No politics...Free the Animus!
Schoenberg thought of himself as the new Bach. A piece that could be used in reply is the Gavotte II of Bach's English Suite in D Minor. It is quite obviously based on the idea of a peasant bagpipe. Relevant in this regard, whether or not literally true, is Kurt Sach's observation that because of Roundhead suppression of peasant culture during the English Civil war, without the deep cultural loam of an active folk music practice among the peasantry, the desertification of culture filtered upwards, so that, a literal fact, between the death of Henry Purcell in 1695 and the rise of Sir Edward Elgar in 1898, there was a greater than 200 year gap in native English born fine art ("classical") composers, Thomas Arne ("Hail Britannia") and Charles Avison (orchestral arrangements of Domenico Scarlatti's harpsichord works) notwithstanding.

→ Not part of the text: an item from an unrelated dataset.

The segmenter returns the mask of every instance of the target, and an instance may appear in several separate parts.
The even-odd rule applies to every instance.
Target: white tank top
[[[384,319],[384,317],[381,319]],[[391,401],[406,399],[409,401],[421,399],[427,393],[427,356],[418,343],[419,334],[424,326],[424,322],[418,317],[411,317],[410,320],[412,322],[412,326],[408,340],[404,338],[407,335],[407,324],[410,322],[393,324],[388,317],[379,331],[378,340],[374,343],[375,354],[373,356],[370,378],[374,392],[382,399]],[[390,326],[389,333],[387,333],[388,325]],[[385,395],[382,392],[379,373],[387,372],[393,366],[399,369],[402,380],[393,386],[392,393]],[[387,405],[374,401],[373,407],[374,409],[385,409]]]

While the proposition is subject to endless debates pro and con, the principle that there must be an interrelation, a circulation up, down and between folk, urban popular, progressive-popular and art ("classical") music remains a valid organizing principle.
My studies reveal that there is a hidden cultural mother-lode more than a century old, prior to the influences that revealed themselves with the rise of twelve-tone technique: In the decade prior to the First World War, there were ten sheet music releases per year with more than 1 million sheet music sales per year. There were 300 piano brands in the U.S. alone. In 'A Tree Grows in Brooklyn' the family is so poor the children's growth is stunted, yet they have a piano and can play a few pieces on it, instructed by equally poor piano teachers for whom they barter precious food. The real life example is an American Catholic Bishop, Rembert Weakland, whose father died in his childhood and whose family were desperately poor, yet he had access to a piano.
A vignette from a Sommerset Maugham story, about a Church of England baptismal registration official, a Bursar, who is discharged from service because of illiteracy, who becomes the owner of 20 tobacconist shops, shows the effect: In the clip, the man bypasses an engagement party of young people singing popular songs in the parlor, played by one of the buyers of those 10, million sellers of sheet music.
There's a party going on in that parlor. It was the entertainment life of people who had no radio or sound cinema, but who had a fabulous time entertaining themselves and their music partners. Virtually everyone who, today, would be described as liking music, would have expressed that enthusiasm, by directly singing the music themselves. If You Wanted Music, Before the Development of Radio in 1923 (though most families didn't have a radio even by the start of the Second World War, even as most people didn't have a television even ten years later), You Had to Make It Yourself.
Twelve-Tone Technique was the necrosis in art ("classical") music as the mechanization of culture overtook what had been only a precious few years prior the active practice of culture on a popular level.
Jazz, it has been theorized, having conveyed the impressionistic tonality through the music of Irving Berlin (a disputable proposition), is still, certainly a hybrid, conveying the vibrancy of African music through the externals of the dying European art music. But today, it's a surprise to Jazz enthusiasts to find that young people are turning away from Jazz. However, there is a world of progressive popular music beyond the dying bounds of Europe and its cultural colonies.